10 juin 2009 - 4 réactions
Après son fiasco aux européennes, Martine Aubry a proposé, hier, au PS, de «changer de cap» en six mois, après s'être assurée du soutien de Ségolène Royal lors d'une rencontre de conciliation.
«Nous avons six mois pour changer de cap», a averti Martine Aubry, hier, en ouverture de la réunion du conseil national du PS dans un grand hôtel parisien. Elle a détaillé une feuille de route: «Nouvelle gouvernance», «engagement de discussions avec l'ensemble de la gauche», éléments du «projet» fin août à LaRochelle, «grande convention sur le nouveau développement social, économique et écologique» avant la fin 2009.
Concertation avec Royal
Ségolène Royal était absente, mais les deux femmes s'étaient rencontrées, dans la matinée, à son QG du Boulevard Raspail.

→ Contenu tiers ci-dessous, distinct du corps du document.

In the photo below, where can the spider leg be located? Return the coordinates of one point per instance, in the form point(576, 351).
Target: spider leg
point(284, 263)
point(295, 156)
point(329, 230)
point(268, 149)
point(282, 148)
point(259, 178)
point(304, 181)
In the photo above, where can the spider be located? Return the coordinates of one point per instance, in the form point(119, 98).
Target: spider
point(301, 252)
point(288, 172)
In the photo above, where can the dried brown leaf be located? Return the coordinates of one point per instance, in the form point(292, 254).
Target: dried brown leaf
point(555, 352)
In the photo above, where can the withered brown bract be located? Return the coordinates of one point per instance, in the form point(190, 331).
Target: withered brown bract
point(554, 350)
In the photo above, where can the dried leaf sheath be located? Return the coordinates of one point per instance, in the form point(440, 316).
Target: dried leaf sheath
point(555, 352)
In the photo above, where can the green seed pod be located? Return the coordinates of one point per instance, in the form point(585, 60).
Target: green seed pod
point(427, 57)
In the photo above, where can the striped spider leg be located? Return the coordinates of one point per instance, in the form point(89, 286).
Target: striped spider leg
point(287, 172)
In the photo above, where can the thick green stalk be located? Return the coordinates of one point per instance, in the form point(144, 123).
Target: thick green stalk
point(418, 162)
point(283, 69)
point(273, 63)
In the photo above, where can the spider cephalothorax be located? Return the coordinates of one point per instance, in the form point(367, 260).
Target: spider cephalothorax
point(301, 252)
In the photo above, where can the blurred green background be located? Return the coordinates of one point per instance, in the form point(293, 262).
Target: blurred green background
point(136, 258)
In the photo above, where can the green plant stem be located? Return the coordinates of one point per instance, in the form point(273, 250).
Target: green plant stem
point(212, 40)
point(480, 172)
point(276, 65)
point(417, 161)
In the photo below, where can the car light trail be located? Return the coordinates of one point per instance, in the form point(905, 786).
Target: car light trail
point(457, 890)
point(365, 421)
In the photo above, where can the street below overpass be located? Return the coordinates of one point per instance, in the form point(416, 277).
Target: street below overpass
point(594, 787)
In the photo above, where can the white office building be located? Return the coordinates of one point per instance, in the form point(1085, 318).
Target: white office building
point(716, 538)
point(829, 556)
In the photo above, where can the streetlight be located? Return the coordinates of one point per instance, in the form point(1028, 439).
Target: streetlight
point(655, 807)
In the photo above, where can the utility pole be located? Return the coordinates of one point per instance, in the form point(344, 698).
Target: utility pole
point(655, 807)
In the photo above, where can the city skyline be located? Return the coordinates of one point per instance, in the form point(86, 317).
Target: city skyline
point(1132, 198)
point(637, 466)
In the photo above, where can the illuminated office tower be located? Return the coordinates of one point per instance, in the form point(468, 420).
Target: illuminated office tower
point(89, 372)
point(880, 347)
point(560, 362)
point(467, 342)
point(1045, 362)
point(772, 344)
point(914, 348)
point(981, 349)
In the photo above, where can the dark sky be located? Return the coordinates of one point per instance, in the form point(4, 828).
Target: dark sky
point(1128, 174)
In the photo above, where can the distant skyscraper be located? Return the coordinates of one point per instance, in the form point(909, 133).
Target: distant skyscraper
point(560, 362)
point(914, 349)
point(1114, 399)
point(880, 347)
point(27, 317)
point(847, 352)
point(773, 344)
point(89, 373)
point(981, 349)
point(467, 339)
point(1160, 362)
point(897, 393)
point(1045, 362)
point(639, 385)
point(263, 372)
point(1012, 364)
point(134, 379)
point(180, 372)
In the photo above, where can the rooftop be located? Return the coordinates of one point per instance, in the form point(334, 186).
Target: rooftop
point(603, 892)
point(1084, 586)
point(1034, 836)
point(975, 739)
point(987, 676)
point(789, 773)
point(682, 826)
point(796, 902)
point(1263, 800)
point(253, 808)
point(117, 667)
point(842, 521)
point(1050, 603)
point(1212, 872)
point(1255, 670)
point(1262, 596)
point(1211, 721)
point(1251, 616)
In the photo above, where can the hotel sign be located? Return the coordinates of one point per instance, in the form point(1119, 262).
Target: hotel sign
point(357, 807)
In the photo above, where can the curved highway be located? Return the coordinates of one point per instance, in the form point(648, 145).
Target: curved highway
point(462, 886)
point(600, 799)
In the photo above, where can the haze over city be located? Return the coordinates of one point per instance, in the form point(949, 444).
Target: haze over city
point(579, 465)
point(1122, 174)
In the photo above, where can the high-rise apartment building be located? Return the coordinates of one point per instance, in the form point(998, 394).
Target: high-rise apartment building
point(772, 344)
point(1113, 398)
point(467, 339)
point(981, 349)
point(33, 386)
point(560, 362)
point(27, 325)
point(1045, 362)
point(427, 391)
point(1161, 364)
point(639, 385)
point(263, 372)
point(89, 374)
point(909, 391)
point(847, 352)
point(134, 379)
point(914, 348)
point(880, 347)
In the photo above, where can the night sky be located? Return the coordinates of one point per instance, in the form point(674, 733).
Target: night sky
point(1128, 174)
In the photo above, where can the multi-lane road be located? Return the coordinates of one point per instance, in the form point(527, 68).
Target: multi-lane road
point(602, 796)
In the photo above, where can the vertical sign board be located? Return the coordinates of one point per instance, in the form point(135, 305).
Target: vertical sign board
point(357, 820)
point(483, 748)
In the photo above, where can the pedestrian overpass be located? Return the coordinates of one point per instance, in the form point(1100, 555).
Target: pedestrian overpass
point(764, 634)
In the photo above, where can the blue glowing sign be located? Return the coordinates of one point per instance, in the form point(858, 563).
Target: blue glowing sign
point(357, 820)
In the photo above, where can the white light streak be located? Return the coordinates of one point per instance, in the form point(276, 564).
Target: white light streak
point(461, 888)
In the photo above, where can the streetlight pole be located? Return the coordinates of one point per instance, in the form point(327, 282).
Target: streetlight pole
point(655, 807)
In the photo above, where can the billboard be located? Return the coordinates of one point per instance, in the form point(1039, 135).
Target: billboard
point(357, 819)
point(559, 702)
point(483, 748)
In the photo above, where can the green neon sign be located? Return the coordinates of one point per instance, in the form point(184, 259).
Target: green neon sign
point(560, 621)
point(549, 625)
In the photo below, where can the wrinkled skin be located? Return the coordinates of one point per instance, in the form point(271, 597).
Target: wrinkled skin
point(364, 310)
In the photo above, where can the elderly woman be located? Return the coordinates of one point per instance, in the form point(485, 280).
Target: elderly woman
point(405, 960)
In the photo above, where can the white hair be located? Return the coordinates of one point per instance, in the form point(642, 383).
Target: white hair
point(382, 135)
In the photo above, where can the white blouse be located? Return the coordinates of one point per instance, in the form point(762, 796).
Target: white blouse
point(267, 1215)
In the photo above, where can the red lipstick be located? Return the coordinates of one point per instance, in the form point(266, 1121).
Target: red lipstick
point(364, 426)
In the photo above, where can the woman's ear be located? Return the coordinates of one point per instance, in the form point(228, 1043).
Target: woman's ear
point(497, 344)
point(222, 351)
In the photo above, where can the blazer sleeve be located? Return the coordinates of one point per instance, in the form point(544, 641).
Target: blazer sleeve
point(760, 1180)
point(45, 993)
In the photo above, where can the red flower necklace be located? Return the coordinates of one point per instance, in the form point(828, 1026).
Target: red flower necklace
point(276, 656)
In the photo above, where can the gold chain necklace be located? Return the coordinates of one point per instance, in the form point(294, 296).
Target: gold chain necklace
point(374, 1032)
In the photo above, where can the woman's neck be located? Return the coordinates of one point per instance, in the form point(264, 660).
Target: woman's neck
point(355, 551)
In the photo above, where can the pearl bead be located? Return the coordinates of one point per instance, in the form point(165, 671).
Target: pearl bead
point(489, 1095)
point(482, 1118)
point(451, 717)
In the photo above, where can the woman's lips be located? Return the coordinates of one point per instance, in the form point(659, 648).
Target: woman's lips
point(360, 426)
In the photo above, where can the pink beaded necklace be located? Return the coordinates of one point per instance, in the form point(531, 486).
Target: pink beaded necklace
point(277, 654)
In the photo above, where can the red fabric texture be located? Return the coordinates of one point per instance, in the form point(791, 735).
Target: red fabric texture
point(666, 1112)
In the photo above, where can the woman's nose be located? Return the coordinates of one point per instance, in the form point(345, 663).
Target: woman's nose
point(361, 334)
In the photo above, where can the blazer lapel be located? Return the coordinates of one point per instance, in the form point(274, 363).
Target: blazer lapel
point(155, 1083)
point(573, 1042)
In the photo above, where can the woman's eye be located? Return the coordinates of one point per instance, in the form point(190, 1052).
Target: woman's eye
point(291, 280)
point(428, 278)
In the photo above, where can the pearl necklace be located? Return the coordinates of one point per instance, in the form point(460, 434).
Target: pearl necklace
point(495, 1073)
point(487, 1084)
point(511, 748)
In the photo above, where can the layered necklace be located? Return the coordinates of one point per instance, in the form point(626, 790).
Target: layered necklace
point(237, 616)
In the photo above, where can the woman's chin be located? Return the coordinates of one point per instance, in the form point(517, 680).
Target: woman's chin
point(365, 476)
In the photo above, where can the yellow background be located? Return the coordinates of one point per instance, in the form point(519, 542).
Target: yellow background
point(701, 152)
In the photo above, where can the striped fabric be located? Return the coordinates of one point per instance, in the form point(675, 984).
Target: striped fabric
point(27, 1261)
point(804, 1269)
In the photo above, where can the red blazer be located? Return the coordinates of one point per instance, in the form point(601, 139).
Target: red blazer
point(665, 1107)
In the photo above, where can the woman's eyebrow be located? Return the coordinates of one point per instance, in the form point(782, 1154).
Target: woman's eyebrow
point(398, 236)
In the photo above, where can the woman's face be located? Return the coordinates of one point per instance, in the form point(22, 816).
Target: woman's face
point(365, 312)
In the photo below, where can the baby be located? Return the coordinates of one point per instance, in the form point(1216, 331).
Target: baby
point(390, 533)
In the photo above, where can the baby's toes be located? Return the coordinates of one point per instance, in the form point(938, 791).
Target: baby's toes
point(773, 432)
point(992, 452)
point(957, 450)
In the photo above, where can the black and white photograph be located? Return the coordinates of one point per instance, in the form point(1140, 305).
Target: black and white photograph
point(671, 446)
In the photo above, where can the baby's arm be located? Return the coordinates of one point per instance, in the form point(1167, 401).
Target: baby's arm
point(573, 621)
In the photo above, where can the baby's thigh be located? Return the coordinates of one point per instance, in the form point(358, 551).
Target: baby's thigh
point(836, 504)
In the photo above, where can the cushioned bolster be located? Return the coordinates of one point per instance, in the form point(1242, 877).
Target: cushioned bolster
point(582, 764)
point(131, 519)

La présidente de Poitou-Charentes a assuré de son soutien le maire de Lille, qui lui a proposé la vice-présidence de l'Internationale socialiste. Les deux ex-rivales ont «décidé de se consulter régulièrement et en direct».
«Ambiance lourde» «formol» et sifflets
Le conseil national s'était ouvert dans «une ambiance lourde» et Jean-Christophe Cambadélis, directeur de campagne, a essuyé quelques sifflets, selon des participants. «Le parti est tombé dans le formol depuis sept ans. Dernière station-service avant le désert», avait asséné, pour sa part, le député Arnaud Montebourg. Outre la nouvelle direction avec des quadras et des quinquas, Martine Aubry devait proposer la «constitution d'un comité avec des grandes figures: Bertrand Delanoë, Laurent Fabius, Ségolène Royal, François Hollande». Dans son discours de «mobilisation tourné vers l'avenir», Martine Aubry a appelé à «une profonde refondation»: «Des idées, à gauche, mais aussi de nos pratiques, nos démarches personnelles et collectives».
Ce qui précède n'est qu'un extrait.